The Columbia women’s basketball team has shown an ability to cut deficits this season, even double-digit ones. But the Lions (0-5) have displayed that ability because they have often trailed their opponents during games. Columbia’s inconsistent scoring has proven costly, allowing teams to build leads that the Lions have never overcome completely.
In Columbia’s season opener against Long Island, the Lions went 19-for-58 from the field and 17-for-24 from the foul line. Four Columbia players scored in double figures, led by senior center Lauren Dwyer (17 points), but the Lions struggled to score consistently, and Long Island took advantage.
The Lions scored after 15 seconds of play, but they did not score again until 14:21 remained in the first half. During the elapsed time, Long Island racked up 10 points.

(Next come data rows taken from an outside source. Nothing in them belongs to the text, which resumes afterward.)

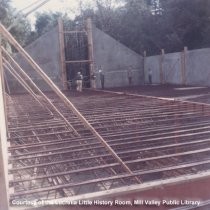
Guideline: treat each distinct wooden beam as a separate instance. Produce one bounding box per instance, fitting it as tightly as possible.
[0,49,9,210]
[86,18,95,88]
[65,60,93,63]
[3,58,45,107]
[160,49,165,84]
[58,18,68,90]
[143,51,147,84]
[0,24,135,179]
[1,47,79,136]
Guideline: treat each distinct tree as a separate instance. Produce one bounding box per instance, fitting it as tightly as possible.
[0,0,31,46]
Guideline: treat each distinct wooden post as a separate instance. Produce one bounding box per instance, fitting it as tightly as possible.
[181,47,187,85]
[86,18,95,88]
[143,51,147,84]
[183,47,188,85]
[0,24,138,179]
[0,49,9,210]
[58,18,68,90]
[160,49,165,84]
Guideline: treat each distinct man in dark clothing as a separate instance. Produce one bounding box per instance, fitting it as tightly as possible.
[76,72,83,92]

With 1:41 left in the first, the Blackbirds held a 30-23 lead. Columbia ended the half with a 6-0 run to trail 30-29 at the intermission, but the Lions could not maintain enough momentum in the second period, and ultimately suffered a 73-60 loss.
Against Fairleigh Dickinson, Columbia was 16-for-69 from the floor. The Lions went 7-for-36 from the field in the first half, meaning that they made just 19.4 percent of their shots. Fairleigh Dickinson held a 37-21 advantage at the intermission.
The Lions outscored the Knights by five points, 29-24, in the second half, but could not recover completely from their poor first-half showing.
After trailing St. John’s 33-18 at halftime, Columbia went on an 8-0 run in the second half, turning a 36-18 deficit into a 36-26 deficit. Again, however, a rally by the Lions neither gave them a lead nor extended one, and St. John’s ultimately achieved a 65-41 victory.
The story remained the same against Manhattan, as Columbia scored with 17:46 left in the first half but did not score again until 14:45 remained in the period. Later in the half, the Lions went through a seven-minute stretch without sinking a single field goal.
Columbia trailed the Jaspers by only four points at halftime but fell behind 56-40 with 6:05 left in the second half. The Lions responded with a 13-3 run, making the score 59-53 with 1:59 remaining, but could not close the gap entirely, and inevitably suffered a 65-56 defeat.
The loss to Manhattan was Columbia’s first by single digits this year, and the Lions built on that small success at San Diego. Columbia scored 87 points against the Toreros, shooting 48.2 percent from the field and 75 percent from the foul line. The Lions hit 27 of 56 field goals and sank 24 of 32 foul shots, helping five Columbia players on the path to double figures.
On most nights, 87 points would be enough for Columbia to win, but San Diego scored 91 points of its own, making 62.1 percent of its field goals and 56 percent of its free throws.
The Lions trailed by 16 points in the first half and faced a 51-41 deficit at halftime, but with 1:03 left in the second half, Kathleen Barry hit two free throws that got the Lions within two points of the Toreros.
Columbia fouled with 26 seconds left, and junior guard Dominique Conners made two foul shots to give San Diego a four-point lead. The Lions failed to score on their ensuing possession, as sophomore forward Tyler Simpson missed a jumper with 10 seconds left. By the time freshman guard Taylor Ward took—and missed—a trey at the buzzer, the outcome had been decided. San Diego achieved a 91-87 victory.
While Columbia did not complete its comeback against San Diego, the game represented a step in the right direction. The Lions showed just how powerful their offense can be, and they had their best chance at a win this year.
Columbia may not score 87 points in a single game again this season, and five Columbia players may not all score in double figures in the same contest, but if the team’s scoring remains consistent and balanced, the Lions could be in line for their first win as early as Thursday against Wagner.